Good Governance from ……… Nigeria?!?!?!?!?!

I'm actually serious here.

Not only did the Nigerian parliament pass a ban on female genital mutilation, but it was done in a way in which the successor politicians get political cover to enforce the law:
Nigerian President Goodluck Jonathan signed a bill this week that criminalizes female genital mutilation or cutting, a practice that a staggering 19.9 million Nigerian women are thought to have undergone. The landmark legislation is being hailed as an important step for Africa’s most populous country but also one that experts hope will have a potential ripple effect on the 26 other African nations that have significant populations of women who undergo the practice.

Nigeria’s decision to outlaw female genital mutilation (FGM) sends “a powerful signal not only within Nigeria but across Africa,” according to J. Peter Pham, the director of the Africa Center at the Atlantic Council. “Nigeria, just because of the sheer size of its population, has one of the highest absolute number of cases of FGM in the world,” he said, adding that the bill now effectively criminalizes a significant percentage of FGM on the African continent. “One cannot overestimate the impact of any decision by Nigeria [on the continent].”
Here is the important bit:
In this regard, the timing of Nigeria’s decision to outlaw the procedure is no coincidence.
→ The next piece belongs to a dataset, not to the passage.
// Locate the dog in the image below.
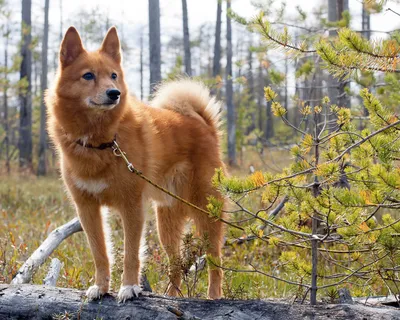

While advocates have campaigned for this legislation for over a decade, it was only passed this week, in the final days of the Jonathan presidency. “There's a price to be paid by bucking norms that are widely observed,” said Pham. “It took a lame duck president and lame duck legislators who don't have to face voters to undertake something that goes that much against the cultural norms or practices.”

Indeed, Pham argued that Jonathan has even done a favor for his successor, President-elect Muhammadu Buhari, who will now not have to face future voter backlash by legislating the controversial issue. “It's already signed and Buhari can say he's simply enforcing the laws,” he said.
This last bit is remarkable, particularly for a country whose political system is a dysfunctional as Nigeria's.

Normally, one would expect a defeated President to do whatever they could to plant policy land mines for his predecessor, much as GHW Bush did with Clinton on Somalia in 1992.

Props to the soon to be former President of Nigeria, Goodluck Jonathan, for doing the right thing in the right way in the most unlikely of places.